Kemudian narasumber menjelaskan kembali pengertian dari silaturahmi. Menurutnya, silaturahmi bukanlah yang saling membalas kebaikan tetapi seorang yang berusaha menjalin hubungan baik meski lingkungan terdekat merusak hubungan persaudaraan dengan dirinya

Keutamaan Silaturahmi :

  • Mendekatkan diri pada Surga dan menjauhkan diri dari Neraka
  • Dilapangkan rizki dan dipanjangkan umur (keberkahan umur)
  • Menyambung hubungan dengan Allah

Seram3.jpg

Dikisahkan bahwasanya ada seseorang berkata kepada Nabi Shallallahu ‘alaihi wa sallam : “Wahai Rasulullah, beritahukan kepadaku tentang sesuatu yang bisa memasukkan aku ke dalam surga dan menjauhkanku dari neraka,” maka Nabi Shallallahu ‘alaihi wa sallam bersabda: “Sungguh dia telah diberi taufik,” atau “Sungguh telah diberi hidayah, apa tadi yang engkau katakan?” Lalu orang itupun mengulangi perkataannya.
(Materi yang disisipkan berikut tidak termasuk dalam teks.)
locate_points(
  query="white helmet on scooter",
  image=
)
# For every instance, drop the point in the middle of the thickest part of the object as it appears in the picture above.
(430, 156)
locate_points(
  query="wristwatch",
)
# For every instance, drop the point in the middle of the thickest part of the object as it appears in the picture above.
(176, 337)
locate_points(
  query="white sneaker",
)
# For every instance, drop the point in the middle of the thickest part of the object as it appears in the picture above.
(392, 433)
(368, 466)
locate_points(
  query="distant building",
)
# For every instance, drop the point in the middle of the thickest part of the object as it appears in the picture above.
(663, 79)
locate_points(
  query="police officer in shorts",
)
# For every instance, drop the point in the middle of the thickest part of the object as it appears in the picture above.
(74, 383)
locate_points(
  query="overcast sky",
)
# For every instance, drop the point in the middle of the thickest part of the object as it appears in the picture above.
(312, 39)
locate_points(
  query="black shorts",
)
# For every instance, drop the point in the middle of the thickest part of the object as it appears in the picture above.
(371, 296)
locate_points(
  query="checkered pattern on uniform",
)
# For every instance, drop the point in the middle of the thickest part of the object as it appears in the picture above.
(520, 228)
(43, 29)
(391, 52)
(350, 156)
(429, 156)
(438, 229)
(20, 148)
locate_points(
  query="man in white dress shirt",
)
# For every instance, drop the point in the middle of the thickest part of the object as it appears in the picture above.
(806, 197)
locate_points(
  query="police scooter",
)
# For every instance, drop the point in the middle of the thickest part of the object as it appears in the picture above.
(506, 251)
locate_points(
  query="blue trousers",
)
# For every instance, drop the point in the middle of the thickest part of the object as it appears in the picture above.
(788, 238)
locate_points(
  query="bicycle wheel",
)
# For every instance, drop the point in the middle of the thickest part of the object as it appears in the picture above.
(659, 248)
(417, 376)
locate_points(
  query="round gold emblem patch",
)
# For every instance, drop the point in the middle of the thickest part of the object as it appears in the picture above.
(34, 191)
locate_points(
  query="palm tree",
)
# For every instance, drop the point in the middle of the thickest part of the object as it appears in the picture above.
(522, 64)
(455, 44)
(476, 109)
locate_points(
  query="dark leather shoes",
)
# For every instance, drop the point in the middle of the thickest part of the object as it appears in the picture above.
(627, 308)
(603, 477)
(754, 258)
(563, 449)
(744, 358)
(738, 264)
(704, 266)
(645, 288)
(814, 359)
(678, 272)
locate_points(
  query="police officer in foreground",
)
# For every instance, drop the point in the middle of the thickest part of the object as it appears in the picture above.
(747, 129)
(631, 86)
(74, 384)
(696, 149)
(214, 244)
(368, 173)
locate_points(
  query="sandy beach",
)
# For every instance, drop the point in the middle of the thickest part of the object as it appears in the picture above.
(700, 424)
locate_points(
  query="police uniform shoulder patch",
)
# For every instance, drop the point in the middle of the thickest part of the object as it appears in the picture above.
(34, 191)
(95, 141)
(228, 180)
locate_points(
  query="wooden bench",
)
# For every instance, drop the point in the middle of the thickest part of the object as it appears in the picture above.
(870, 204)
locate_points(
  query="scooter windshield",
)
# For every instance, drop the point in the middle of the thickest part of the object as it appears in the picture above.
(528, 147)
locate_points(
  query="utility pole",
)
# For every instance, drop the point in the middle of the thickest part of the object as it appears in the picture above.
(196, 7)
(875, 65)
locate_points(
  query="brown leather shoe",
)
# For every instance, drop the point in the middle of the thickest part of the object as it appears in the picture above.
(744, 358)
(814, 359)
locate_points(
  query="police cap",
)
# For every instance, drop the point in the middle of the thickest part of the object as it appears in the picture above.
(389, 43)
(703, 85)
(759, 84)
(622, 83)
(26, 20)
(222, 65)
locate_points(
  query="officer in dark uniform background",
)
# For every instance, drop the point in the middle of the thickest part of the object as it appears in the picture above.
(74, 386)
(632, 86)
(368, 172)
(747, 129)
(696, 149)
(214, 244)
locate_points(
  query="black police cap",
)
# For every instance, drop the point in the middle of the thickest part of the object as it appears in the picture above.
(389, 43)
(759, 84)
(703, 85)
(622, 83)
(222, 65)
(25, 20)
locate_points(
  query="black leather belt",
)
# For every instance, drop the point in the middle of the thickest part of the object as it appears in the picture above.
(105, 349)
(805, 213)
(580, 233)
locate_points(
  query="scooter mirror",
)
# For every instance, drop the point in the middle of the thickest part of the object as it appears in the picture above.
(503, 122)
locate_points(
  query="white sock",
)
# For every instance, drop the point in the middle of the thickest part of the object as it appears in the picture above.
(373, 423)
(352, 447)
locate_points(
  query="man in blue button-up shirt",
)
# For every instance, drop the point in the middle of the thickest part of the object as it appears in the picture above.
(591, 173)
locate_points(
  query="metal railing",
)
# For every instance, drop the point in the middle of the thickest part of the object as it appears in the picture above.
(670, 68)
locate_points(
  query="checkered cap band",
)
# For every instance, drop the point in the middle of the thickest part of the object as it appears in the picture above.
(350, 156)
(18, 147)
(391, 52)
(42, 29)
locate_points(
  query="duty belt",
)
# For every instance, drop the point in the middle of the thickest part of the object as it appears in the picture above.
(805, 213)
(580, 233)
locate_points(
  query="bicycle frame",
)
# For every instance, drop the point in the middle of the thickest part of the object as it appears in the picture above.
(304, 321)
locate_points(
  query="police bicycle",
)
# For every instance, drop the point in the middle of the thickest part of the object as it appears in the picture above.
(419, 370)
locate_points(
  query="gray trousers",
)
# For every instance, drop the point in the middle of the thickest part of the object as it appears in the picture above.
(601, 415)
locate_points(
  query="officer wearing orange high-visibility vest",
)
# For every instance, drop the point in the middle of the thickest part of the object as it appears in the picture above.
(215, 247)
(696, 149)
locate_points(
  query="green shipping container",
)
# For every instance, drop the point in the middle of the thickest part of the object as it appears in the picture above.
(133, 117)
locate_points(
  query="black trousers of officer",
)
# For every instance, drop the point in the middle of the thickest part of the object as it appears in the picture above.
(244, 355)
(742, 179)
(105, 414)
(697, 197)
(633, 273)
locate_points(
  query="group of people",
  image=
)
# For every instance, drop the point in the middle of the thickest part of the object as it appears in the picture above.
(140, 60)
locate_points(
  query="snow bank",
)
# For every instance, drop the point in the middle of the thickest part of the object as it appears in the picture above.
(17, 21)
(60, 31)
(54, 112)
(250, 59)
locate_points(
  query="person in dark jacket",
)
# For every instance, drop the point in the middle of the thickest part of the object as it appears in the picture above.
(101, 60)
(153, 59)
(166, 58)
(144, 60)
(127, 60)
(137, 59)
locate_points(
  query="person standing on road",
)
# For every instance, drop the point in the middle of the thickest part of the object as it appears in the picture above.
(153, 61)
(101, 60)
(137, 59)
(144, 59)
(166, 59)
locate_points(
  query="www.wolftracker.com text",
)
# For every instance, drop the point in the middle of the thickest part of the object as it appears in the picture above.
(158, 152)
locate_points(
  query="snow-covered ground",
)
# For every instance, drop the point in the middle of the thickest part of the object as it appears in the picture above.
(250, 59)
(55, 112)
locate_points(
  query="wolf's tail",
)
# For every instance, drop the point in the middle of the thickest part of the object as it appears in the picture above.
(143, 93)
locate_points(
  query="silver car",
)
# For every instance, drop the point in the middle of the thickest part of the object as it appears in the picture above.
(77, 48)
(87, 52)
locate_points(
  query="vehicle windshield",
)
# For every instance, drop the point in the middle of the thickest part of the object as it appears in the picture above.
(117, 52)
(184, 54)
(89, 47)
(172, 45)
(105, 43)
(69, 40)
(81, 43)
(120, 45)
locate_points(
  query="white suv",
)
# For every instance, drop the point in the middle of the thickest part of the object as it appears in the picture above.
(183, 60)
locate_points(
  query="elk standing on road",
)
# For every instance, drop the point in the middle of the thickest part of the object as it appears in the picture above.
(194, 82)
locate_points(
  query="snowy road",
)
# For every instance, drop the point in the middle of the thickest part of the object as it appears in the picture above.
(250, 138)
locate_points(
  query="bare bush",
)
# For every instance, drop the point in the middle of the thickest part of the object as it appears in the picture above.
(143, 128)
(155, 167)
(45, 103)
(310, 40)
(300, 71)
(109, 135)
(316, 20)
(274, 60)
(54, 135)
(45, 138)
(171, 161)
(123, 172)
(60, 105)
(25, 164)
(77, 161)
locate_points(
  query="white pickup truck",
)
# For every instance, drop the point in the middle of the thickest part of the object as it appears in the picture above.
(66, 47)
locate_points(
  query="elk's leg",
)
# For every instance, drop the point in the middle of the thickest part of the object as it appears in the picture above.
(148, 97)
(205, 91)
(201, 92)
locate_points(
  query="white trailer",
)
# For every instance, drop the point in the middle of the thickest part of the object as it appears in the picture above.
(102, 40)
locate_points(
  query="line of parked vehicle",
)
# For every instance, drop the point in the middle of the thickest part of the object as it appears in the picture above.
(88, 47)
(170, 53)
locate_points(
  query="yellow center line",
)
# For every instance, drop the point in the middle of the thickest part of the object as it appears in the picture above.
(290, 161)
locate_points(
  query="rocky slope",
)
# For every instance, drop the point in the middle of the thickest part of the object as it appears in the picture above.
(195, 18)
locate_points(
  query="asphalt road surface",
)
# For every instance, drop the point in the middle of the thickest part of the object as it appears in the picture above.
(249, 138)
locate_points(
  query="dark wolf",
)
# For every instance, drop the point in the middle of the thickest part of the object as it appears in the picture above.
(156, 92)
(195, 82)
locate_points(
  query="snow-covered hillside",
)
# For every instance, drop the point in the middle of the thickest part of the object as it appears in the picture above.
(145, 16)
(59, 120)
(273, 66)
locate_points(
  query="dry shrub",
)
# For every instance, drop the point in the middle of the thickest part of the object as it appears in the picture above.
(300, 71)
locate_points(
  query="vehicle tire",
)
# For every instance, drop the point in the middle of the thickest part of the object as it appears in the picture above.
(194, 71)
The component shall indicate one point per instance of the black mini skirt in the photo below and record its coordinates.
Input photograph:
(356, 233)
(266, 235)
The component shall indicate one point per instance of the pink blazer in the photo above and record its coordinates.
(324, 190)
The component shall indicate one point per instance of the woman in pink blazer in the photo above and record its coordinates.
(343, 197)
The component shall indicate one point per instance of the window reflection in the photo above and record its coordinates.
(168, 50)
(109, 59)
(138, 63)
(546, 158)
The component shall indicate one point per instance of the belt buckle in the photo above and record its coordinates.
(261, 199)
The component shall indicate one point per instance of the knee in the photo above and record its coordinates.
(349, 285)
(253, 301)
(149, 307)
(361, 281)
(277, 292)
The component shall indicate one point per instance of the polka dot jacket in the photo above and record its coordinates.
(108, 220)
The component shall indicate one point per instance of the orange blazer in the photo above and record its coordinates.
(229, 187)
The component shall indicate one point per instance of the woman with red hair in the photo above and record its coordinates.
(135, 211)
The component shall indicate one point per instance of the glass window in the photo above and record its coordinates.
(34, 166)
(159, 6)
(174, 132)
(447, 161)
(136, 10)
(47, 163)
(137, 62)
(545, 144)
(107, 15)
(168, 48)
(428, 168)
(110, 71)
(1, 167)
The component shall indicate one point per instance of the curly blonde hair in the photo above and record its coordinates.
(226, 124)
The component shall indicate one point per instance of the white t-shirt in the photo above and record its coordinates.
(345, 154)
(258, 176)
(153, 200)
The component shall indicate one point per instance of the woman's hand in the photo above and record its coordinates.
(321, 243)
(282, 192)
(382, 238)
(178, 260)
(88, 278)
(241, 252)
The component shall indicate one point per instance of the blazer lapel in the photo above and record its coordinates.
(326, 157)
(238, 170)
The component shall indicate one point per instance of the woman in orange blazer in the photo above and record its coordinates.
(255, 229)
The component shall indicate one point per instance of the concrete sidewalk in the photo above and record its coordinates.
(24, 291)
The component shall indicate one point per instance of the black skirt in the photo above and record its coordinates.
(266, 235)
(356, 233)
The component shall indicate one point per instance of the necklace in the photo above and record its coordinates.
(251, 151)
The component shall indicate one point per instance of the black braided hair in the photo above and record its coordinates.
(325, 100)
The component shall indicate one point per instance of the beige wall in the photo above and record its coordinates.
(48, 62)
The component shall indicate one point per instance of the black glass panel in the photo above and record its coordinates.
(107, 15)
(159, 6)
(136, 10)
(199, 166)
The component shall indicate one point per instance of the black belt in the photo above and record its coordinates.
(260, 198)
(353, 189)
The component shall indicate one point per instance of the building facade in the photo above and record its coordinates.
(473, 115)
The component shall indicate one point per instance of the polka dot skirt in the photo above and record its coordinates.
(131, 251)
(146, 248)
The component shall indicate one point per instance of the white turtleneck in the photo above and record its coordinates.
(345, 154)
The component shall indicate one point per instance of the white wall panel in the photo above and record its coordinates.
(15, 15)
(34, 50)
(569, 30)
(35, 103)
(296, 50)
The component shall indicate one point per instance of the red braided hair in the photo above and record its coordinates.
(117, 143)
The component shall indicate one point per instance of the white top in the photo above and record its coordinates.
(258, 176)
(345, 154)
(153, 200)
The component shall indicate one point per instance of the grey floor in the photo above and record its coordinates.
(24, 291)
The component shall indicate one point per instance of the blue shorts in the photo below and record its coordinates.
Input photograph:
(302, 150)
Setelah itu Nabi Shallallahu ‘alaihi wa sallam bersabda: “Engkau beribadah kepada Allah dan tidak menyekutukannya dengan sesuatu pun, menegakkan shalat, membayar zakat, dan engkau menyambung silaturahmi”. Setelah orang itu pergi, Nabi Shallallahu ‘alaihi wa sallam bersabda: “Jika dia melaksanakan apa yang aku perintahkan tadi, pastilah dia masuk surga”.

Selanjutnya acara dilanjutkan pembacaan ayat suci al-qur’an QS: Al-Baqarah 2: 185 lengkap dengan sari tilawahnya yang dibacakan oleh Dimas Zuhrul Anam dan Jihan Ayu Pramu Sinta selaku mahasiswa aktif keperawatan program diploma tiga.

Seram4.jpg

Kandungan dalam QS: Al-Baqarah 2: 185 ialah keutamaan bulan puasa dan kewajiban mengganti puasa dilain kesempatan apabila meninggalkan. Dijelaskan bahwa bulan Ramadhan ialah sebagai petunjuk bagi manusia dan penjelasan-penjelasan mengenai petunjuk itu dan pembeda (antara yang benar dan yang batil). Sedangkan kewajiban mengganti puasa itu bersifat mutlak. Saat kita berhalangan puasa di bulan Ramadhan, maka wajib bagi kita untuk menggantinya dilain waktu sebanyak hari yang ditinggalkan. (Berlian Rahmah).